Whatever happened to ...

IssueDecember 2007 - January 2008
News by Emily Freeman, Nik Gorecki, Jess Orlik, Emma Sangster

The Chagos Islanders

The right of Chagos islanders to return to their homeland has been once again thwarted by the British government. On November 6th the government declared that it was going ahead with its decision to appeal to the House of Lords to seek clarification about the status of its overseas territories. The appeal will be heard in 2008.


The conflict in Darfur has escalated in recent months with civilians bearing the brunt of the violence.

The anticipated arrival of a greatly expanded UN peacekeeping force coupled with ineffective negotiations between rebel groups and the Sudanese government has fuelled a power struggle, intensifying the conflict.

The Sudanese government declared a unilateral cease-fire at the opening ceremony of peace talks on Darfur in October, but crucial figures from the rebel groups were absent.

Iraqi oil law

Opposition to Iraq's controversial oil law intensified in September as the Iraqi Federation of Oil Unions (IFOU) facilitated a major conference in Basra, under the slogan `Oil wealth belongs to the Iraqi people.' The conference took place alongside meetings between government officials and international oil companies at the Iraq Petroleum 2007 summit.

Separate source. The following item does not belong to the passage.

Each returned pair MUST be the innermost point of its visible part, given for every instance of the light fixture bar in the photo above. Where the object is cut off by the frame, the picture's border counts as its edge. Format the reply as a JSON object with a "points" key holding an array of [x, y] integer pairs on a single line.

Meanwhile in Britain, a speaking tour organised by Hands Off Iraqi Oil asks what part the British government has had to play in promoting the agenda of the multinational oil corporations. For more details see http://www.handsoffiraqioil.org/

Shell to Sea

In October, members of the affected Erris community in North Mayo, Ireland, met with Communications, Energy & Natural Resources Minister Eamon Ryan in the first such interaction in the history of the Corrib gas pipeline campaign. Meanwhile, in November parliamentary delegates voted to refer a motion backing the Mayo Shell to Sea campaign to the Labour Party National Executive Committee (NEC).


Maya Anne Evans, the first woman to be convicted of demonstrating without police permission near Parliament (under the Serious Organised Crime and Police Act), was in court on 6 November for two unpaid fines relating to SOCPA. She was given a further 28 days to pay.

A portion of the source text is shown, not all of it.